My code for EIEIO, as well as code by our compatriots for the textbook, is available here.

MATLAB Email Notification of Error

I've generated a MATLAB function called "sendToGmailFromGmailError" which automatically sends an email from a user-controlled gmail account to another gmail account.  The purpose of this program is to call the function in the MATLAB "try/catch" structure. In the event that the code in the "try" section of the code encounters an error, the "sendToGmailFromGmailError" function will notify yourself or an individual in your team that your simulation has encountered an error.  Moreover, the email contains the MATLAB error message so that you can know what went wrong.

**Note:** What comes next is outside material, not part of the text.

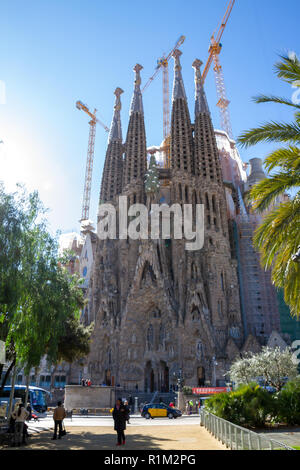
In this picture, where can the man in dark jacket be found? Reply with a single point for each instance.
(120, 415)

MATLAB Email Notification of Completion

I've generated a MATLAB function called "sendToGmailFromGmail" which automatically sends an email from a user-controlled gmail account to another gmail account.  The purpose of this program is to call the function at the end of a simulation so as to notify yourself or an individual in your team that a simulation has finished running.  That way, when lengthy programs are executing students are not constrained to waiting for the program to finish.